Since the beginning of the Warren Court in the middle of the last century, they state, there has been a "breakdown" in the principles of judicial interpretation that has eroded public confidence in the rule of law. The criticism comes in the new book Reading Law: The Interpretation of Legal Texts. The book is scheduled for publication next week, but we've gotten a sneak peek. For a more detailed story on the book, go to The National Law Journal website.
The book is full of Scalia-esque critiques of Supreme Court decisions including Roe v. Wade and Lawrence v. Texas, though a disclaimer states that "nothing in this book prejudges cases that might come before the United States Supreme Court."

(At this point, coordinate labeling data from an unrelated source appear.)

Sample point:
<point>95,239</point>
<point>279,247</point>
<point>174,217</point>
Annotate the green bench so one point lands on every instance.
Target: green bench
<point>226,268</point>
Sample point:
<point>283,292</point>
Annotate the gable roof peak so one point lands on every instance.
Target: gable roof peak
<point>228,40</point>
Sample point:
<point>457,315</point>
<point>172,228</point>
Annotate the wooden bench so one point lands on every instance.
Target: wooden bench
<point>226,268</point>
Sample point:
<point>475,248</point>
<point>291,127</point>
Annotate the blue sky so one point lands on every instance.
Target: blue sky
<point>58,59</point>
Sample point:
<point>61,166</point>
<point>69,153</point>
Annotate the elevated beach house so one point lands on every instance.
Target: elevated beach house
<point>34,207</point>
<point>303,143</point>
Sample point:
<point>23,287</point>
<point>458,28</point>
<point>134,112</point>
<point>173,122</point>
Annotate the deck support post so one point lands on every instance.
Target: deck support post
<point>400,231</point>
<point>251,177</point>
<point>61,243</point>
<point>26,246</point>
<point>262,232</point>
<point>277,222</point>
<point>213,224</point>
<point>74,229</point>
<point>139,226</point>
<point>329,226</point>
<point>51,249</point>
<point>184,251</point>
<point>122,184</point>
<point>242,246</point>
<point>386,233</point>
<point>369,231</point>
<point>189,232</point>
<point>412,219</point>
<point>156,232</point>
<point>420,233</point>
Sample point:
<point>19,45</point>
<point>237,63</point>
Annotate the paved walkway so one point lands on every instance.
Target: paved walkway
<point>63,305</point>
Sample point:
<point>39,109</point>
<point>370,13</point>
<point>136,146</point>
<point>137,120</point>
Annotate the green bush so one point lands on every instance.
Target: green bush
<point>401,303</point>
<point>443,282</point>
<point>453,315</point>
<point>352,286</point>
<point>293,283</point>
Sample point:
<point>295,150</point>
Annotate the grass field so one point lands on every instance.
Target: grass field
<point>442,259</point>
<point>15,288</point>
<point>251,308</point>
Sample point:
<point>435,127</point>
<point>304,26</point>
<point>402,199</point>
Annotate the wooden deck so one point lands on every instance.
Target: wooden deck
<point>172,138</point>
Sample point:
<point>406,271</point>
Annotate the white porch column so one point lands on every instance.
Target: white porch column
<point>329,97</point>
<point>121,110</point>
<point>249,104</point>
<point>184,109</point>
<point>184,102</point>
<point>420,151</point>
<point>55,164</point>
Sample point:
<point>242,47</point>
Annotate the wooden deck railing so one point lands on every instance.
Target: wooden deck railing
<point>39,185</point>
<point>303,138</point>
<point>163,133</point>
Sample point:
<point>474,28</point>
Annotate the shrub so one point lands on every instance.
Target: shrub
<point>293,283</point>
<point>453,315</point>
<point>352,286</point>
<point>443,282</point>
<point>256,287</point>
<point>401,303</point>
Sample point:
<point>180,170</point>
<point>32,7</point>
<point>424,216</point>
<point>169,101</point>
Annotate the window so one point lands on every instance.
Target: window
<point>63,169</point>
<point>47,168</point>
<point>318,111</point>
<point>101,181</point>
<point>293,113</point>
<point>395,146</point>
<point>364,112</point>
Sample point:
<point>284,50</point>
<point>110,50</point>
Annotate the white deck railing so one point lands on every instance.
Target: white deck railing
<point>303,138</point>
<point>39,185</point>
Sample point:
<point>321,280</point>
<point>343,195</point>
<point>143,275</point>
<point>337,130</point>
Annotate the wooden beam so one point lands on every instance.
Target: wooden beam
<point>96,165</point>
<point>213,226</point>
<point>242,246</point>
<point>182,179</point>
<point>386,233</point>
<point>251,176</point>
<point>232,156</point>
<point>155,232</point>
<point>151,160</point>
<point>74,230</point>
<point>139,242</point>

Among other cases, the book takes on Wickard v. Fillburn, the 1942 Commerce Clause case that has been cited in the pending health care cases as precedent for the individual mandate. That decision, the book states, "expanded the Commerce Clause beyond all reason."
In an interview Thursday, Garner said that he and his co-author had a "wonderful working relationship" in writing the 567-page book published by Thomson Reuters. The book reveals that the two have ideological differences; Garner states he supports abortion rights and same-sex marriage. But that did not interfere with the collaboration, Garner said. The cover of the book features Scalia's hand holding a legal text.
The new book is the second joint effort between Scalia and Garner. The first was the 2008 book Making Your Case: The Art of Persuading Judges, a guide to lawyers on how to -- and how not to -- win the support of judges in litigation.